Open Assistant - The open source ChatGPT

February 05, 2023

Introduction

The idea of OpenAssistant is to be a chat-based assistant that can perform a wide range of tasks, interact with external systems, and retrieve information dynamically. It is designed as a free, open-source software that is easy to extend and personalize. It’s goal is to give everyone access to LLMs that can revolutionize the way we use language and improve the world. Similar to how StabilityAI/CompVis open-sourced the technology behing prompt based diffusion models using StableDiffusion, taking it away from DALL-E; OpenAssistant intends to do the same with ChatGPT.

However, OpenAssistant aims to go beyond just replicating ChatGPT. The original team wants to build the assistant of the future, capable of performing meaningful work, using APIs, conducting dynamic research, and much more. OpenAssistant should be personalized and extendable by anyone and be small and efficient enough to run on consumer hardware. The project is open and accessible, and the team wants to build not only a great assistant but also make it available to the masses.

The Project

Though OA is still not out yet (heads up! You can visit their project to keep up to date with the latest news: https://github.com/LAION-AI/Open-Assistant), thier current aim is to quickly launch an MVP following the InstructGPT paper. The process involves:

  1. Collection of high-quality human-generated Instruction-Fulfillment samples (prompts and responses). The project will use a crowdsourced process to collect and review the prompts, and a leaderboard will be created to motivate the community and show progress.
  2. Sampling of multiple completions for each prompt. The completions will be shown randomly to users, who will rank them from best to worst. The ranking data will be used to train a reward model.
  3. RLHF training phase based on the prompts and reward model.

InstructGPT.jpg

Supervised fine tuning on human demonstration data:

As seen from the above diagram, first, data needs to be collected showing demonstrations of assistant interactions. InstructGPT for example has 13,000 of these demonstrations, and the OA team estimates that about 50,000 demonstrations would suffice for the MVP. A demonstration can be described as a conversation thread between OA and a human prompter. Using the OA website, prompters are given a random task, either to act as the user or act as the assistant. This means that via a crowdsource effort, conversation threads on various topics can be collected. Moreover, it is also possible to use pseudo-data, for example from a QA dataset before the real data is collected. This is because human generated data will always beat pseudo data, obviously until we reach AGI or LLMs are capable of producting human level creativity. Additionally, it is also possible to create prompt data from websites like Quora, StackOverFlow, and Reddit, though there needs to be some form of safety to avoid biases.

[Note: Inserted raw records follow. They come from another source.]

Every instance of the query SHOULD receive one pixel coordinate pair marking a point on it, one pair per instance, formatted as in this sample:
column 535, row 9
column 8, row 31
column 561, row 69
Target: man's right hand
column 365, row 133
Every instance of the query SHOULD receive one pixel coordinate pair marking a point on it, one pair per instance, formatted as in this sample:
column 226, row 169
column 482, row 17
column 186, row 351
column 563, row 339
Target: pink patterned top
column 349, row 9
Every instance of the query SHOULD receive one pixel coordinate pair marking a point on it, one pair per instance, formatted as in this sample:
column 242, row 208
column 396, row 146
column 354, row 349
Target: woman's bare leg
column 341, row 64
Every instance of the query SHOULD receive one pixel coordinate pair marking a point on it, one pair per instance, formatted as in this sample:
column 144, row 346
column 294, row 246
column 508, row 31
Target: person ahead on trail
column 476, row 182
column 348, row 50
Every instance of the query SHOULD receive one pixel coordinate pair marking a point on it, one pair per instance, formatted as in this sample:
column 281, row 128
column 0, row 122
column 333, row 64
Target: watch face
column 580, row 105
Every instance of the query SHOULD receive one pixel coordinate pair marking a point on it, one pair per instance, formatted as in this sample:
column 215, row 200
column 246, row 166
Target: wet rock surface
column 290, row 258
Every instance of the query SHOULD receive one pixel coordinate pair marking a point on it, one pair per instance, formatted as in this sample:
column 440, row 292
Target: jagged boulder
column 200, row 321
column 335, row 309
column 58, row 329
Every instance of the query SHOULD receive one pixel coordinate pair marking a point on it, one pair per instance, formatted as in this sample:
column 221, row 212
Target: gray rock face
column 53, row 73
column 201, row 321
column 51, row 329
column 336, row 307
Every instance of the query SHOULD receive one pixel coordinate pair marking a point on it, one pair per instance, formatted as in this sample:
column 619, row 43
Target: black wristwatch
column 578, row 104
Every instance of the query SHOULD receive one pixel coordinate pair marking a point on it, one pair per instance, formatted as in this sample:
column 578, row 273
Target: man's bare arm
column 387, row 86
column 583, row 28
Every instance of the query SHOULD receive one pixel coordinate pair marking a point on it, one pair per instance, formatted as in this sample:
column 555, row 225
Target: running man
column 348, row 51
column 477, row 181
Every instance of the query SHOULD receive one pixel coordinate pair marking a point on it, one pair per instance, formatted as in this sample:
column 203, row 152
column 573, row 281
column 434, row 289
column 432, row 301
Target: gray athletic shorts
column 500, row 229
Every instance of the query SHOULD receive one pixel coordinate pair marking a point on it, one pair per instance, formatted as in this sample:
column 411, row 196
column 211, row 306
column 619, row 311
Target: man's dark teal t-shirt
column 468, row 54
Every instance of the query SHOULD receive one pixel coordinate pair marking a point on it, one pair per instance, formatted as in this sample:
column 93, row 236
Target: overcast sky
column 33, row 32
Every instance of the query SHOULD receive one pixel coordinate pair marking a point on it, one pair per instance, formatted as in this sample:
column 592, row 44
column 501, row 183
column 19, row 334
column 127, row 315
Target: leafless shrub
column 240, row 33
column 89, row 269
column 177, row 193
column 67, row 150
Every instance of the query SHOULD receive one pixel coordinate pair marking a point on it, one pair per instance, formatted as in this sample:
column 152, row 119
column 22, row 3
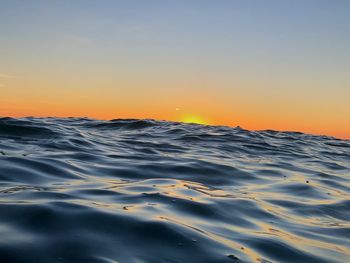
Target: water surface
column 82, row 190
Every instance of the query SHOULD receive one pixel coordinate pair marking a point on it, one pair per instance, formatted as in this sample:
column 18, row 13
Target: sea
column 131, row 190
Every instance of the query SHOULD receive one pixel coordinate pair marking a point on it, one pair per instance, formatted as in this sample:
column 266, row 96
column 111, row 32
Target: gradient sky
column 271, row 64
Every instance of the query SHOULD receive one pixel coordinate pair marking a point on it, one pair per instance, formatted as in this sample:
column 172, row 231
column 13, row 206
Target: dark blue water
column 81, row 190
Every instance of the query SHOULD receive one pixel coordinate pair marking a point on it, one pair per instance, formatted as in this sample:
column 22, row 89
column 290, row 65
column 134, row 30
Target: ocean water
column 83, row 190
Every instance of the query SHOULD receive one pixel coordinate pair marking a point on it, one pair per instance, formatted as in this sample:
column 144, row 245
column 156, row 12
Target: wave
column 129, row 190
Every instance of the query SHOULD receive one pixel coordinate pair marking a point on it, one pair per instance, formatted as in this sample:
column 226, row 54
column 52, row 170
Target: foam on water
column 82, row 190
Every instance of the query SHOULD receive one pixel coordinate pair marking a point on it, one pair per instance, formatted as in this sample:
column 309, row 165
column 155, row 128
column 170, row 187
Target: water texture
column 82, row 190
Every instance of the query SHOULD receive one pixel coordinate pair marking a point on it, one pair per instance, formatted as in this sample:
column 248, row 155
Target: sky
column 272, row 64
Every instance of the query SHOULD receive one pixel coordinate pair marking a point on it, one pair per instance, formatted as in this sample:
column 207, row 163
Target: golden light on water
column 193, row 119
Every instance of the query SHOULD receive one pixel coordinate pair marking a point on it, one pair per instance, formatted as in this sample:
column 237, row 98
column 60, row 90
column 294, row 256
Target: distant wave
column 129, row 190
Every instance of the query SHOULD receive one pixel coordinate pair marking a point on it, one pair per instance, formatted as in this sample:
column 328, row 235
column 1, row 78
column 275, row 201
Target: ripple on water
column 83, row 190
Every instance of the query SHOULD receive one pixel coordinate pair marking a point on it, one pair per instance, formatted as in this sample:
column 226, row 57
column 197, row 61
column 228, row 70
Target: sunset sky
column 271, row 64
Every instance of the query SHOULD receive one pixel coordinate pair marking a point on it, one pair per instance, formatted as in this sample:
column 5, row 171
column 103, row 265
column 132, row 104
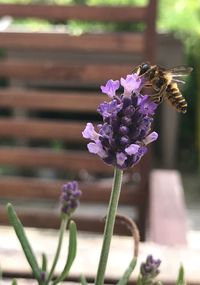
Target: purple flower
column 131, row 83
column 110, row 88
column 149, row 269
column 122, row 138
column 69, row 197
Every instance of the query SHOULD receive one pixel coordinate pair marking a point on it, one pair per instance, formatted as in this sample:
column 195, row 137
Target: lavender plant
column 120, row 141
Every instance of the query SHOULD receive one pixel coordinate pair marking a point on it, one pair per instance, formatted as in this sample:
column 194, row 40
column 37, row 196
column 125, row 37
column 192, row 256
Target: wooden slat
column 77, row 72
column 167, row 220
column 121, row 42
column 51, row 100
column 64, row 160
column 41, row 129
column 35, row 188
column 150, row 44
column 80, row 12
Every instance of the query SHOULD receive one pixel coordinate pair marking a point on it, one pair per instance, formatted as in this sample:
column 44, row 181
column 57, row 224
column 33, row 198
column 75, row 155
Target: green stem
column 109, row 226
column 63, row 226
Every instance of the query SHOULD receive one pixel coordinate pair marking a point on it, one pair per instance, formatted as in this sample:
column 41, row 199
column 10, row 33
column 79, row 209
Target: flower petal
column 110, row 88
column 150, row 138
column 121, row 157
column 132, row 149
column 89, row 132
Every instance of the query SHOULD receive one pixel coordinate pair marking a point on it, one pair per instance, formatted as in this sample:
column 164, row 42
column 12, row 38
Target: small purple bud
column 69, row 197
column 149, row 269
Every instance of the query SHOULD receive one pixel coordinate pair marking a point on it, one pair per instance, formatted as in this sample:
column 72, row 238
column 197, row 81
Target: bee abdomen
column 176, row 98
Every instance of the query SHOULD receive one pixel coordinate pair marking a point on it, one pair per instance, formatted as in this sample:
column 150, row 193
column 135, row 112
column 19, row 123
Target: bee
column 163, row 83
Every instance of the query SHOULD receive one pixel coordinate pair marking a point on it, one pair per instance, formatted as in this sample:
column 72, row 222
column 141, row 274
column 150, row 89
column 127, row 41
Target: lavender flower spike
column 149, row 269
column 69, row 197
column 110, row 88
column 122, row 138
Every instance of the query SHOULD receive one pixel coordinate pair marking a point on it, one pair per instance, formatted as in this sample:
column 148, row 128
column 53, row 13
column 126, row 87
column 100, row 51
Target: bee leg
column 160, row 95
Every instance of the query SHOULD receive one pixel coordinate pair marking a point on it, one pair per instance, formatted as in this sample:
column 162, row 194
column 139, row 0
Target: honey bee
column 163, row 83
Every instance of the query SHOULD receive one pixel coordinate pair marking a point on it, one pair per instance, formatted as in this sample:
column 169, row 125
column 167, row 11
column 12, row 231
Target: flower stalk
column 63, row 226
column 109, row 226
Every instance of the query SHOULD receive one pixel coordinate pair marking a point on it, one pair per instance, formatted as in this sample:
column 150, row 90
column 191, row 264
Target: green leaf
column 83, row 280
column 126, row 276
column 19, row 230
column 181, row 277
column 72, row 248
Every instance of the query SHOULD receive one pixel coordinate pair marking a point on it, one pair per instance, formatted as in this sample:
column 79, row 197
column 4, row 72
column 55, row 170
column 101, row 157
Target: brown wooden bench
column 50, row 89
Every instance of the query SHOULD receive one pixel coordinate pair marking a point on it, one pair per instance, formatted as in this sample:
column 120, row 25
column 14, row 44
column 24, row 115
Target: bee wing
column 180, row 71
column 178, row 80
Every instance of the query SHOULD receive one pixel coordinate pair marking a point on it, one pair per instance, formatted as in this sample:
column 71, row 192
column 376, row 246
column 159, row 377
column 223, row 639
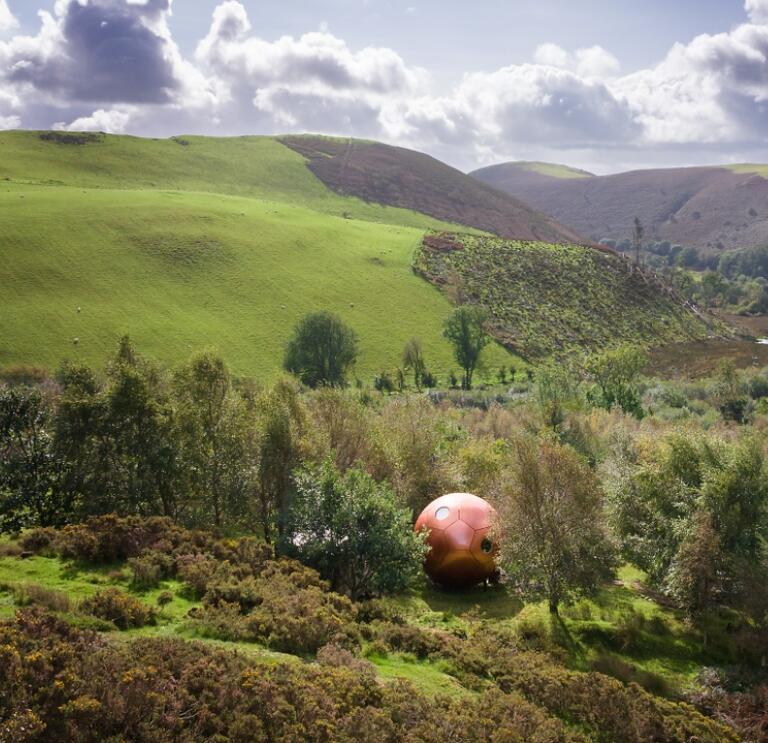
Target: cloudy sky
column 602, row 84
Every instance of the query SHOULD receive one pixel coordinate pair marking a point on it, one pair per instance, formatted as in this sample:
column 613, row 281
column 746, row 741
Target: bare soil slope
column 710, row 208
column 403, row 178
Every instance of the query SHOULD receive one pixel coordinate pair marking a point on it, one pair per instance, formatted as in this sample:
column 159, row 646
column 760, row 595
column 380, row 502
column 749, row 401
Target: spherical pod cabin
column 461, row 548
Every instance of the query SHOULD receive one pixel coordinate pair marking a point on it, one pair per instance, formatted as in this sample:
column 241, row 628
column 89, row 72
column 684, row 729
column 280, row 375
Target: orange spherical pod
column 461, row 550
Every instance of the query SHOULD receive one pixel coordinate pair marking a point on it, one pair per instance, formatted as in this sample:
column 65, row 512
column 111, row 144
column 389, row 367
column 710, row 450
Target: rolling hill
column 199, row 242
column 710, row 208
column 546, row 299
column 403, row 178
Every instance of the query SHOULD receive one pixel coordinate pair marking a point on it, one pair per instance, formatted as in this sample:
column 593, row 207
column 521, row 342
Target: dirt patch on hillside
column 710, row 208
column 394, row 176
column 693, row 359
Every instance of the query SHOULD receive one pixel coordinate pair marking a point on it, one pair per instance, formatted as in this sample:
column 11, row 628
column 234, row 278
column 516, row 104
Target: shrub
column 164, row 598
column 33, row 594
column 37, row 540
column 118, row 607
column 150, row 569
column 351, row 530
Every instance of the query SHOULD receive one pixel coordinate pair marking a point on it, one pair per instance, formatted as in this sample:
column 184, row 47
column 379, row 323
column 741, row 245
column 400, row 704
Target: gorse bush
column 119, row 608
column 60, row 683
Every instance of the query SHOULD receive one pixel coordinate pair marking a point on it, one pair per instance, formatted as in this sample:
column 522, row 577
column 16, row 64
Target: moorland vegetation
column 193, row 554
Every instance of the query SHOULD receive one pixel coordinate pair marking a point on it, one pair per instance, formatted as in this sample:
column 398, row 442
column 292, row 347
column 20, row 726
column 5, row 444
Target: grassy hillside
column 219, row 243
column 180, row 271
column 553, row 170
column 557, row 299
column 710, row 208
column 382, row 174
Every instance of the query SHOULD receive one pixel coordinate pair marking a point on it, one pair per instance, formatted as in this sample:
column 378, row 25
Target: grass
column 553, row 170
column 620, row 631
column 559, row 300
column 425, row 676
column 180, row 271
column 758, row 168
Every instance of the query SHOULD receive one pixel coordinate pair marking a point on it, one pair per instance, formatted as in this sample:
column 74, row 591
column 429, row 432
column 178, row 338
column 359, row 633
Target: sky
column 605, row 85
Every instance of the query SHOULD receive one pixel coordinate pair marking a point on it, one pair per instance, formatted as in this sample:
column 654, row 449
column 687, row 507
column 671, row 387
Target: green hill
column 196, row 242
column 548, row 299
column 177, row 245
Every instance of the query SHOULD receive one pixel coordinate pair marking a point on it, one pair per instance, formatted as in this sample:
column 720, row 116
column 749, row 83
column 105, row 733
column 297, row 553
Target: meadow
column 245, row 244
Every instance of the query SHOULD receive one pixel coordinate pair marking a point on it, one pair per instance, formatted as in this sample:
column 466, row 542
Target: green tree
column 29, row 494
column 615, row 374
column 637, row 238
column 136, row 426
column 413, row 360
column 351, row 530
column 465, row 329
column 212, row 439
column 554, row 540
column 692, row 514
column 281, row 421
column 321, row 351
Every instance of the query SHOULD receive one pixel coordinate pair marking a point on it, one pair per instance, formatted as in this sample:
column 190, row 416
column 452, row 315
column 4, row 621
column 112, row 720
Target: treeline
column 571, row 462
column 736, row 280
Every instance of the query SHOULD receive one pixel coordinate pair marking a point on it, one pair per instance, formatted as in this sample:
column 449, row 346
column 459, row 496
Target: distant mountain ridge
column 710, row 208
column 403, row 178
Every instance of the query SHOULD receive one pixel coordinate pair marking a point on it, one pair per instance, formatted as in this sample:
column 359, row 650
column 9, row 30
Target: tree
column 136, row 426
column 321, row 351
column 210, row 425
column 281, row 422
column 413, row 360
column 692, row 514
column 466, row 332
column 28, row 470
column 615, row 374
column 637, row 238
column 351, row 530
column 553, row 537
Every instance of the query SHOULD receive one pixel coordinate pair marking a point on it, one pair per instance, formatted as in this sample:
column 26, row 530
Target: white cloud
column 7, row 21
column 112, row 121
column 591, row 62
column 757, row 10
column 114, row 65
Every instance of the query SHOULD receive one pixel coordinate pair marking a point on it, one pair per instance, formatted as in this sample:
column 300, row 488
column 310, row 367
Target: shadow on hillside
column 494, row 602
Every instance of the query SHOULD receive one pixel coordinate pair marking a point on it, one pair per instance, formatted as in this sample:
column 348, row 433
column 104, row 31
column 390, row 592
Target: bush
column 150, row 569
column 286, row 607
column 36, row 595
column 118, row 607
column 351, row 530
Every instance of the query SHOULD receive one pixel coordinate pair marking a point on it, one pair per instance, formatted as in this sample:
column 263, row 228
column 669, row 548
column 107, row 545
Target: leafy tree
column 351, row 530
column 281, row 423
column 692, row 514
column 136, row 426
column 465, row 329
column 637, row 238
column 615, row 374
column 210, row 424
column 29, row 495
column 556, row 392
column 413, row 360
column 321, row 351
column 554, row 541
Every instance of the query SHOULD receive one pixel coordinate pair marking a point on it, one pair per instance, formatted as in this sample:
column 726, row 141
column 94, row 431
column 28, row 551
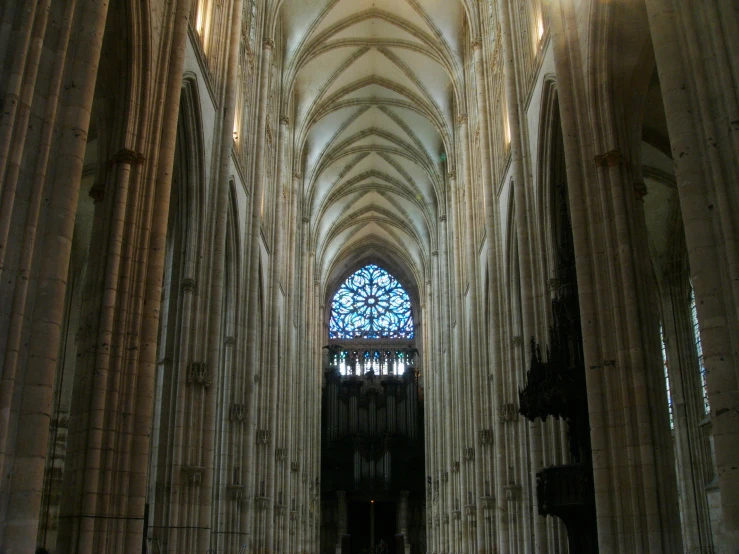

Using this collected data, a base model is then fine tuned using supervised learning. Some of the common candidates include GPT-J, FlanT5, GPT-JT, and some others.

Training a reward model and RLHF:

Using the OA website, another task that prompters are able to do, is rank responses based on a number of criteria, including, it’s quality, helpfulness, creativity, humour, politness, and finally the level of harm in the response. This data can then be used to train a reward model, for example using human-in-the-loop active learning techniques, which would drastically reduce the amount of needed data. An RLHF can then be run on this reward model following InstructGPT.

Final Thoughts

As the use of AI becomes more prevalent in our daily lives, the importance of open-sourcing machine learning models is increasing. In the past, AI models were mainly used to improve the user experience of applications, taking a more background role. However, with recent breakthroughs like DALL-E, StableDiffusion, and ChatGPT, we are seeing a surge in consumer AI products, and this trend is only increasing. As a result, discussions about AI ethics, safety, and the monopolies of AI models are becoming more critical. I believe that it is vital to prevent a future in which people are beholden to corporations and their AI models. Therefore, I consider projects like StableDiffusion and OpenAI to be a breath of fresh air, as they give power back to the people, reducing fear and increasing transparency.